Previous observation of significant FST
values among populations of G. f. fuscipes
in Uganda prompted the conclusion that genetic drift is a much stronger force than gene flow and that perhaps dispersal tendencies have been overestimated 
. In this study, high FST
values and little evidence for IBD in mtDNA provided some support for this conclusion, at least among females; however, for microsatellite data, IBD analyses were in accord with higher levels of current gene flow. Even if our microsatellite-based estimates of FST
are deemed to be high, modeling has shown that high FST
may persist in the face of high gene flow if environmental heterogeneity contributes to a large variance in the size of individual populations 
. Our estimates of Ne
for G. f. fuscipes
in Uganda, though subject to large confidence intervals, were variable across populations, indicating that this condition may be met. Interestingly though, with the exception of Okame (OK), a site that has experienced continuous trapping of tsetse over the last several years, we did not find strong evidence for bottlenecks in the majority of populations considered. Our power to detect bottlenecks was likely low, since the transient signal of reduced allelic diversity that is indicative of a bottleneck, is unlikely to persist across multiple demographic cycles in populations with historically low Ne 
. At several sites to which we made repeat visits, we observed large changes in trapping rates over the course of a year (unpubl. data), which were presumably linked to changes in water availability and habitat composition.
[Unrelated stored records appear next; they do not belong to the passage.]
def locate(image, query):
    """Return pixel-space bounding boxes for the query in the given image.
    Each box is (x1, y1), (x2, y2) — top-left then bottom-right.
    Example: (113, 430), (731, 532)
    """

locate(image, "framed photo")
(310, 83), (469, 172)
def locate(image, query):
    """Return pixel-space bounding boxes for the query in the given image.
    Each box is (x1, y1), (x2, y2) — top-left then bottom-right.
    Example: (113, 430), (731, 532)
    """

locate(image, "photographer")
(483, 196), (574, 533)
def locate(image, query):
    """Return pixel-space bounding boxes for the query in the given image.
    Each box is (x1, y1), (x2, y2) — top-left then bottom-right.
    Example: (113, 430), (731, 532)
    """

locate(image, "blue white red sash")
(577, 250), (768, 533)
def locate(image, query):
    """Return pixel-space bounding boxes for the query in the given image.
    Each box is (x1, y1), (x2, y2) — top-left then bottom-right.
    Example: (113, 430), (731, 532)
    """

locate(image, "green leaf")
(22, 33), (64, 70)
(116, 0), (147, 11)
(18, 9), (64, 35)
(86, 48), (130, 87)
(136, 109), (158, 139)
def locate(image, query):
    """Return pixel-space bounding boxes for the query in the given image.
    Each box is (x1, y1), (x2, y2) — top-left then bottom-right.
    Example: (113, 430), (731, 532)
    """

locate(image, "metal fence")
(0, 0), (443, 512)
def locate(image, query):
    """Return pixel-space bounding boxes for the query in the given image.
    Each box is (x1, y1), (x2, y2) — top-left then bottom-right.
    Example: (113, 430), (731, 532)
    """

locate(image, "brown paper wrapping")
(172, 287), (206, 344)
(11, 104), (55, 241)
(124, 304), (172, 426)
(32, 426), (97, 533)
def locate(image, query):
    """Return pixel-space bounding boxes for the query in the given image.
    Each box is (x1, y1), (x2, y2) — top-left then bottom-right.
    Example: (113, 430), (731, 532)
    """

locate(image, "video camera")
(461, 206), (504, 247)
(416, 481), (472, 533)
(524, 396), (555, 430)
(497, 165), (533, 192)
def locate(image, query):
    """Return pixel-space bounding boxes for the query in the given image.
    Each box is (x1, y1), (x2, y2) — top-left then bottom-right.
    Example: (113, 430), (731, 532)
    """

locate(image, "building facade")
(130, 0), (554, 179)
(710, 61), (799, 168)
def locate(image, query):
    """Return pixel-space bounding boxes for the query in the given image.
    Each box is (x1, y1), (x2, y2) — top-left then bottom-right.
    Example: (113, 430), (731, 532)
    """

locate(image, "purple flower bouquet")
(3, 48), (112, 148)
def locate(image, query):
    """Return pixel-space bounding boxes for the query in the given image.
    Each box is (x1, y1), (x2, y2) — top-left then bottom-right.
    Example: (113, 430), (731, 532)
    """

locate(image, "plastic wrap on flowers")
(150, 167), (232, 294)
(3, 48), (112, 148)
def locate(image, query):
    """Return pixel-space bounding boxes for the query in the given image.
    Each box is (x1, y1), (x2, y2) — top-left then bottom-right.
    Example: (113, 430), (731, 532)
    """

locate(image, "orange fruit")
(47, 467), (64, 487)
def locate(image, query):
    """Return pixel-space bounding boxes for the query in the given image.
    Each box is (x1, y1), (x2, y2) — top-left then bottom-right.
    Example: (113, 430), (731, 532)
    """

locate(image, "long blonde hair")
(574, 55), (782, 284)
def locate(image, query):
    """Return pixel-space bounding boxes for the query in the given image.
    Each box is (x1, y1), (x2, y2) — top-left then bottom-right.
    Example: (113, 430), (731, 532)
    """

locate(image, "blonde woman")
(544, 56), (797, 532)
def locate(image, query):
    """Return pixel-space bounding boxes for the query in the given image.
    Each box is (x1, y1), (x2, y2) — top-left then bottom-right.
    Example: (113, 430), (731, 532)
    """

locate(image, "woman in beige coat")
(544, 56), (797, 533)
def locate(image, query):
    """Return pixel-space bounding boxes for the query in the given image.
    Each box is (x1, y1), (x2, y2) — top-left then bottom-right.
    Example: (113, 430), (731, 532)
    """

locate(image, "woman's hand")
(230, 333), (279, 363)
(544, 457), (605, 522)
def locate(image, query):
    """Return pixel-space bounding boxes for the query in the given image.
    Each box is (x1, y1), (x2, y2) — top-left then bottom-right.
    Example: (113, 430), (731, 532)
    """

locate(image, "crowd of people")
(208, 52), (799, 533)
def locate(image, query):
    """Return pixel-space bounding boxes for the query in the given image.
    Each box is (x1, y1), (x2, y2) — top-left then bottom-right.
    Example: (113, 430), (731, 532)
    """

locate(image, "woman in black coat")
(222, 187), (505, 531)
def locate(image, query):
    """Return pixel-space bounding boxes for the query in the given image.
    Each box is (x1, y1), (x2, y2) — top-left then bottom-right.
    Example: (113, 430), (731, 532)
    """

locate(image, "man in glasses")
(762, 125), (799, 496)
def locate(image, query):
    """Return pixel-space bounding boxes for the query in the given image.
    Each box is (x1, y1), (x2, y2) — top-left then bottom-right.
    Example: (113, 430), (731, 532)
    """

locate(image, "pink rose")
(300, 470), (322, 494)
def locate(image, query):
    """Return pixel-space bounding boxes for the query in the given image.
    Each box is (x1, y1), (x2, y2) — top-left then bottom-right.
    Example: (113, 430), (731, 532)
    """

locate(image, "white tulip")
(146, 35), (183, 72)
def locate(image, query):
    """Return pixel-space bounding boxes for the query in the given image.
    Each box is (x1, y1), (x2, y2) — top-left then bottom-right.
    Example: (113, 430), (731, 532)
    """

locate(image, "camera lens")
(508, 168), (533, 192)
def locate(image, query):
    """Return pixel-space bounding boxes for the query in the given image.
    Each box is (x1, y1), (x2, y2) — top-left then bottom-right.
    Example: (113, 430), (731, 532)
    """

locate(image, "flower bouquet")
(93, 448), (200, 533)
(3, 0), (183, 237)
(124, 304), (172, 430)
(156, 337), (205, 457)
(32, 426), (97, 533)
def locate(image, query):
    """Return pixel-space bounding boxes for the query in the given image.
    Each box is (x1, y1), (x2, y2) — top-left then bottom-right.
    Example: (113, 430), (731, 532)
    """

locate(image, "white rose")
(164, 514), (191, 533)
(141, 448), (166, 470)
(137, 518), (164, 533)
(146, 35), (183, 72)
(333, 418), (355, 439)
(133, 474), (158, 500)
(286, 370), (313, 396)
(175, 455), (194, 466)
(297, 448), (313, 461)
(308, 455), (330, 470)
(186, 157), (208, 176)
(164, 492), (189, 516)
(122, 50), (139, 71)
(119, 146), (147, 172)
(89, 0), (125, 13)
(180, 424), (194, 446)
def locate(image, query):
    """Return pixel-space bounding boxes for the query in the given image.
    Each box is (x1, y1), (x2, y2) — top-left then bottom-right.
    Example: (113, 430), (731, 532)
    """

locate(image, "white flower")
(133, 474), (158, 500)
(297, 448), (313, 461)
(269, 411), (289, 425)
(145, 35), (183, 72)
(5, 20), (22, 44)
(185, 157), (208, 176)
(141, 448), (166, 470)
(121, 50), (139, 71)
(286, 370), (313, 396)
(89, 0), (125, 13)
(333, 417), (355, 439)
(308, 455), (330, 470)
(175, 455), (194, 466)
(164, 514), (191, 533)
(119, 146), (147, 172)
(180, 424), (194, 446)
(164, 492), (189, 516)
Therefore, it remains possible that severe dry season demographic contractions and attendant high levels of genetic drift could be muting stronger signals of gene flow 
. Strategies for control of G. f. fuscipes
in Uganda should account for the movement of tsetse consistent with this gene flow.
In conclusion, implied levels of gene flow among populations of G. f. fuscipes in Uganda appear to be consistent with high dispersal capacity, though confirmation of this will require the coordination of genetic studies with mark-recapture experiments. Interestingly, open water did not appear to present an unusual barrier to gene flow and we speculate that rivers may serve as a conduit for passive dispersal. Contrary to hypotheses invoking modern geographical barriers, the largest scale genetic structure apparent in Ugandan populations of G. f. fuscipes appears to have arisen from an ancient event that divided northern and southern lineages. Evidence for admixture between these lineages suggests that this structure may be impermanent but future studies should explore the viability of hybrid flies, particularly in light of the northerly-biased gene flow evident across the zone of contact.